Nos miramos sin decir nada durante unos segundos. Con el ruido de la lluvia nos llegó una voz conocida. Alguien estaba gritando, afuera. Alguien que clamaba justicia.
-No es justo –decían los gritos.
Nos levantamos, alarmados, y abrimos la puerta. Bajo la luz imprecisa de la tarde estaba Marcos, en medio de la lluvia, la cabeza vuelta hacia el cielo, los brazos extendidos.
-¡Escúchame! –gritó-. ¡No es justo!
Parecía un monumento de bronce bajo el diluvio.
-¡Marcos! –gritó Andrea desde el umbral de la puerta.
Su hermano bajó la vista lentamente y nos miró a través del agua como si nos viera desde una gran distancia.
-No hay nadie ahí arriba –nos dijo, ebrio de ira, decepción y locura divina.

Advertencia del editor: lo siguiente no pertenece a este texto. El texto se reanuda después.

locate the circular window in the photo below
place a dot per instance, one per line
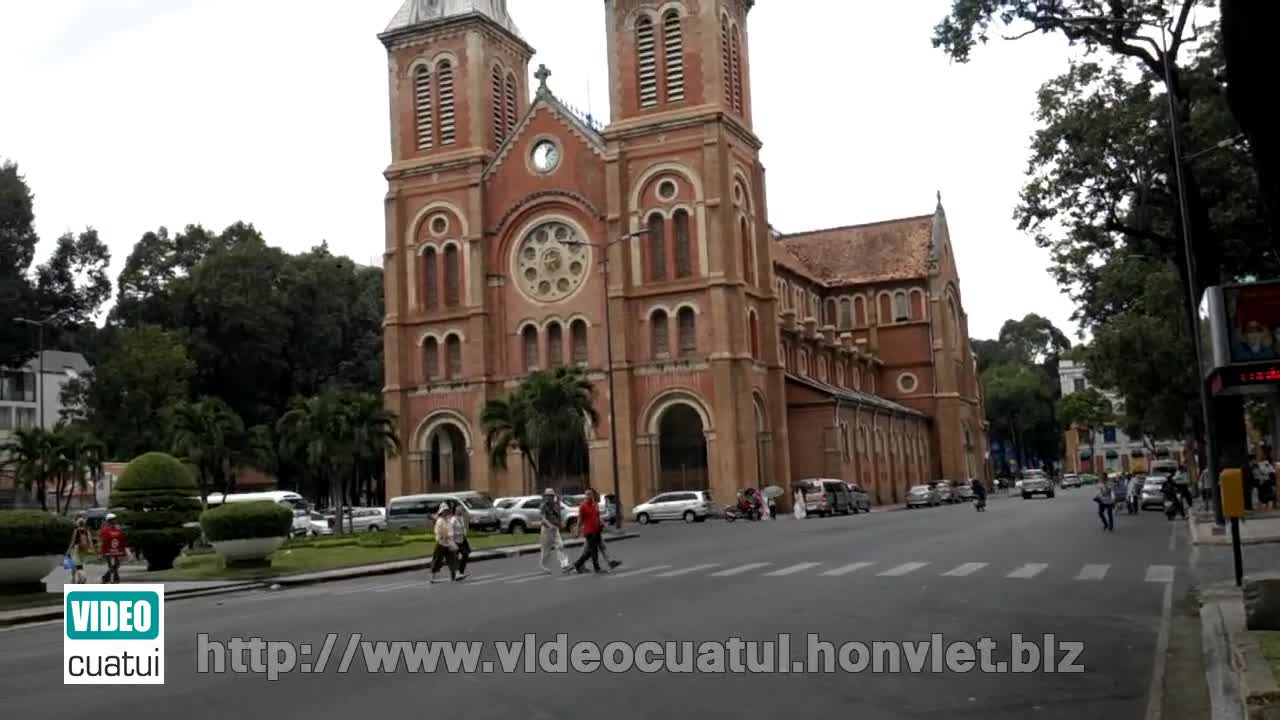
(439, 226)
(545, 156)
(906, 382)
(552, 261)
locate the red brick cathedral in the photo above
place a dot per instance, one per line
(741, 355)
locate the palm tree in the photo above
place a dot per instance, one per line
(544, 420)
(31, 454)
(209, 436)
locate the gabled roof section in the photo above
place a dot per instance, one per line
(547, 100)
(415, 13)
(883, 251)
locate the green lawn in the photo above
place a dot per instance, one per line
(311, 556)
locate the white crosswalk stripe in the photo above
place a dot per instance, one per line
(903, 569)
(1093, 573)
(792, 570)
(1028, 572)
(845, 569)
(967, 569)
(688, 570)
(740, 569)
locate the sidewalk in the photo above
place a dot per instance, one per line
(182, 589)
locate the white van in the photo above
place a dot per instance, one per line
(297, 504)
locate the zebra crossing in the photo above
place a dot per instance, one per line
(1087, 573)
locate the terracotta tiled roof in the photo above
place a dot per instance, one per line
(890, 250)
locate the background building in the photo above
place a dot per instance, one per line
(743, 356)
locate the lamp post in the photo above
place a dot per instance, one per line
(40, 377)
(608, 360)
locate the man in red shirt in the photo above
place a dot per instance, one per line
(589, 527)
(113, 545)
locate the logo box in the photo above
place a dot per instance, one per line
(113, 634)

-¿Por qué? –nos interrogó, pero era obvio que la pregunta no era para nosotros-. ¡Por qué!
Se quitó los lentes y los arrojó. Entre el agua no pudimos ver las micas hacerse pedazos. Andrea corrió hacia él, lo tomó de un brazo, forcejearon, y ella terminó en el suelo; mientras yo la ayudaba a reincorporarse escuché otro grito violento: "tú no existes". Marcos seguía con su reclamo bajo la lluvia del Domingo de Resurrección; estaba llorando, y Álvaro, en una ventana de su departamento, nos miraba a los tres desde lo alto.